There are several elements to price management. The first is achieving the optimal price for each good or service. The second is managing your product mix and services to achieve the optimal price for a set of customer transactions.
For many firms, the difference between what’s invoiced and what’s banked is over 10%, made up of co-op, early pay, volume rebates, freight allowances, returns and other factors, defined and imagined. The difference between list price and invoice price is often over 20%.
For a firm with a 10% operating profit, capturing a 1% price improvement falls through to operating profit and expands operating profits to 11%, a 10% improvement. Do you spend as much time thinking about price as you do thinking about costs?

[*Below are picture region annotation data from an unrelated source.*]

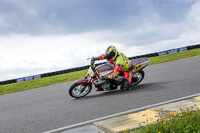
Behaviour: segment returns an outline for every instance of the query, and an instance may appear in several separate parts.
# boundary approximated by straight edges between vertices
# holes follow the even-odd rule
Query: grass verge
[[[198,55],[200,55],[200,48],[185,51],[185,52],[180,52],[180,53],[152,57],[150,58],[149,65],[160,64],[164,62],[179,60],[183,58],[189,58],[189,57],[198,56]],[[73,81],[76,79],[83,78],[86,73],[87,73],[87,70],[82,70],[78,72],[71,72],[67,74],[61,74],[61,75],[56,75],[56,76],[51,76],[51,77],[21,82],[21,83],[0,85],[0,95]]]
[[[180,109],[180,113],[169,115],[157,123],[126,133],[200,133],[200,110],[197,107]]]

Here are 6 steps to consider that can improve your pricing methods and profits.
Have a clear, executive-level pricing proprietor.
Most organisations do a great job of managing pricing execution and deals flow through the building smoothly. Your pricing manager may be doing a good job tactically, however, they should also be thinking strategically. Having a capable and experienced owner of pricing strategy who can think ahead into what to do more in the future.
According to a study published in the MIT Sloan Review, fewer than 15% of companies have any systematic pricing review.
What to do: Delegate one of your executive team, most likely the VP of Marketing or CMO, with building a pricing team and enabling them to develop a pricing improvement plan and process.
Optimise your product range.
If you have classified your customers and understand which ones truly price sensitive. Thus, have a basic price fighter in your range that will meet their needs without disrupting your full product line pricing.
What to do: Look at your product pricing methods vs. your user segmentation again.
Align sales compensation with profit growth.
If your reps paid with basic wages. Not for profits or price improvement; what incentive do they have to fight for the best price?
If you were selling and could make 5% commission on $1000 with little effort, or 5% commission on a $1010 sale with some effort and risk, what would you do? The 1% price lift is worth a negligible amount to them, but a huge amount to your bottom line!
What to do: Consider having, at a minimum, your sales leaders receiving an incentive on expansion of either average selling price or gross margin.
Revisit your ‘price waterfall’ annually.
Check on all price deductions made prior to the final net price.
Are programs such as co-op still pulling their weight as you’ve shifted your pricing strategy to inbound marketing, pulling away from distributors to create demand? Do customers take an early pay discount when paying after the early pay period has expired?
Once you have established your price waterfall, compare it to your leading competitors. Odds you are pushed to match invoice price plus you have more attractive trade terms; which your customers and sales team aren’t discussing in a price negotiation.
What to do: Conduct a review of you and your competitors, pricing methods, selling terms and price structure annually.
Understand what your customers’ value.
Do those who set your prices truly understand what your customers value? Do you have a pricing playbook and value pricing method which continuously reinforces the value of your products? What was the last diagnostic your team delivered about how to improve pricing?
What to do: Ask your customers why they buy from you – value discovery programme.
Set expectations of annual price improvement.
Most of us worried about losing market share. Therefore, creating a culture of price improvement will ensure pricing is always top of mind for your commercial function.
What to do: Establish an annual price improvement goal, and analyse on a regular period.
Price optimisation is not about selling less at a higher price; it’s about eliminating the leakages and practices that enable you to capture improvement in a systematic way in your net price realisation.
How much time is you or your team thinking about these questions? How much time is it worth thinking about to get a 10% expansion in operating profit?